It’s no longer news that Bitfinex and Tether are on the same side of an ongoing lawsuit which sees them facing charges of price manipulation and also a fraudulent cover-up. When the news was initially uncovered, the effect was felt in the market almost immediately as pretty much all assets saw a reduction in price value. After a while, things started to stabilize and prices began to slowly rise back up but as this recovery went on, a very rare opportunity for profits to be made through Tether began to present itself.
Market Response To The News
Bitfinex is said to have used USDT worth at least $850 million to cover up significant losses incurred by the exchange. The market response to this problem was instant as not only did the different coins lose significant value, the entire cryptocurrency market lost 10 billion dollars on the same day the lawsuit was initiated.
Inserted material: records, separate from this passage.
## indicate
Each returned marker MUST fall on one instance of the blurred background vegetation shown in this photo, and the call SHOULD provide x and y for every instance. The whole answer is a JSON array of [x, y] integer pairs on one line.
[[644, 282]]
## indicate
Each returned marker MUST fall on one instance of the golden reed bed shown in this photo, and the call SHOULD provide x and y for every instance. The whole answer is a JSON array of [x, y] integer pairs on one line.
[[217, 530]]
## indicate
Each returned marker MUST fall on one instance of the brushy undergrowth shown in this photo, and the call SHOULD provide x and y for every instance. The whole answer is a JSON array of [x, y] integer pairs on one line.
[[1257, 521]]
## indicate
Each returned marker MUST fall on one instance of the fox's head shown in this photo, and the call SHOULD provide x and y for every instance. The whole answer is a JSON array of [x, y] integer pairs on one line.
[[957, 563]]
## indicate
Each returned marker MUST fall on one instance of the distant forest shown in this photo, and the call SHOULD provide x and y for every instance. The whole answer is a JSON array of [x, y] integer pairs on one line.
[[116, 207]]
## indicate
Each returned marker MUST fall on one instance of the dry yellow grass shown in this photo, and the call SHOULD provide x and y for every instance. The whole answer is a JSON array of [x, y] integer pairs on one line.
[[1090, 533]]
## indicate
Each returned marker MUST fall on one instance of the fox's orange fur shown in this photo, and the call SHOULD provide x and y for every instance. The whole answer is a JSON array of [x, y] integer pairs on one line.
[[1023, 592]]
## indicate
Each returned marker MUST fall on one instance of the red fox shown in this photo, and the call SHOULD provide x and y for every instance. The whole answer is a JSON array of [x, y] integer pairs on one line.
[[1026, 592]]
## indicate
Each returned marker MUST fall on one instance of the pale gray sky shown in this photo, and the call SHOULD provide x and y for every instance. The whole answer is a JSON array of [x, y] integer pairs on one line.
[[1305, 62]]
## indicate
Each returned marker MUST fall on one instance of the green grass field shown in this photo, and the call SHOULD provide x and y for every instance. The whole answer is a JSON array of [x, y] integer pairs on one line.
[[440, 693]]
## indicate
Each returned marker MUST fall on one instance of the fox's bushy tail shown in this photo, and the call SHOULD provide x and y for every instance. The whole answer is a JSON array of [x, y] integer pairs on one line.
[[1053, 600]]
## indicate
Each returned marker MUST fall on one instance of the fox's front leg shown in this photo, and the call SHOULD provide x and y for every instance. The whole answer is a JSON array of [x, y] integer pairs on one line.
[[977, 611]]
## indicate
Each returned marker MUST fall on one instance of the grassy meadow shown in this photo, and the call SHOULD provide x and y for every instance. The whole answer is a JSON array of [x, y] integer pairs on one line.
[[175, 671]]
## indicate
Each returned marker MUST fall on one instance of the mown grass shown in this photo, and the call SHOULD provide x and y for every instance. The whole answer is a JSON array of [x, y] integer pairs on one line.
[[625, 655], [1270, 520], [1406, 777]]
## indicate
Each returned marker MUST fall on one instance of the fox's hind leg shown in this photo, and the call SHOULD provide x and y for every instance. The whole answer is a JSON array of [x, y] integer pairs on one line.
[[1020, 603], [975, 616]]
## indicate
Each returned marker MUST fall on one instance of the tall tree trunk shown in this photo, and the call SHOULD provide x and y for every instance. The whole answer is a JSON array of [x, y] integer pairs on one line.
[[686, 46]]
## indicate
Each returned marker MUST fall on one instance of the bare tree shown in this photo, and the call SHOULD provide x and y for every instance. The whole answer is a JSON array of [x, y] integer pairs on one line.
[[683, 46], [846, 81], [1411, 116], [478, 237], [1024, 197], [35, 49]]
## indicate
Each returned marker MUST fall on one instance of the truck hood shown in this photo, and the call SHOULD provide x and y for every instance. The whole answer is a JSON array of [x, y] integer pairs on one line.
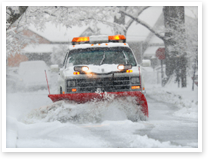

Tether is a stable coin that is pegged to the price of $1. However, the price of Tether dropped to about $0.955 when the story was broken. As the market restored itself to its past glory over the next couple of days, many saw opportunities for arbitrage and immediately took it, even as the opportunity was short-lived.
Arbitrage is a concept that describes the price inconsistency of one asset across different exchanges. This price difference, if it can be picked up on, presents a rare opportunity for traders to buy at a lower price on one exchange and then sell it higher on another. According to reports, Kraken was the “venue” for the Tether arbitrage as the possibility increased by as much as 5% on the exchange.
It is usually not very uncommon for arbitrage opportunities to present itself with most other assets. But with stablecoins, it rarely ever does happen. Tether is pegged to the dollar and at any point in time, the price of one USDT should be $1. Because of this, it’s extremely unlikely that an opportunity for arbitrage will ever again present itself for Tether.